False News: A Digital Conceptualization and Potential Mitigation Using Algorithmic Advice
Khandoozi (Khan), Seyedali (Ali)
Misinformation , Disinformation , Algorithmic Advice , Algorithm Appreciation
Across three conceptual and empirical studies, we respond to urgent calls from all corners of society to address the wicked and universal problem of false messages circulating on the Internet, better known as “fake news”. In the first paper, we problematize the use of the term “fake news”, highlighting issues around its different meanings in prior academic research, its current meaning in the vernacular, and its adequacy to cover the entirety of the phenomena of online falsehoods. Building on existing attempts at addressing the conceptualization problem, we offer our own solution based on the literature on the ontology of digital objects, proposing the concept of “false messages”, of which “false news” is a subset. We also situate this new concept in its broader technical and social context. In the second paper, we shift our attention to mitigating the problem of false news and compare the effects of two algorithmic advisors on individuals’ judgment about news facticity. A large number of algorithms are being developed to identify false news based on the content of news articles (content-based algorithms) or social reaction to news articles (social-based algorithms), which we argue, can act as algorithmic advisors to humans about news facticity. Based on the theory of technology dominance (TTD), Judge-Advisor System (JAS) studies, and computers are social actors (CASA) paradigm, we hypothesize and find some empirical evidence that content-based and social-based algorithmic advisors differ in their ability to influence individuals’ judgments about news facticity.
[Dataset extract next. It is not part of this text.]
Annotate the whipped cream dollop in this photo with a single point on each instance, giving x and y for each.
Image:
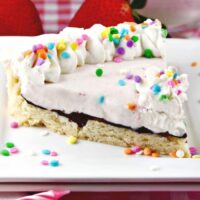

In the final paper, we compare two algorithmic advisors that differ in their source of training data, with one advisor trained using data from a fact-checker with liberal political attitudes and the other trained with data from a fact-checker with conservative political attitudes. Extending the TTD by linking it to similarity-attraction studies, we find different patterns of advice taking from the two algorithmic advisors among US-based Democrats, Republicans, and independents, with Democrats utilizing advice from the algorithmic advisor with liberal training data and Republicans not utilizing advice from either algorithmic advisor, while independents utilized advice from the liberal algorithmic advisor with more nuances compared to the Democrats.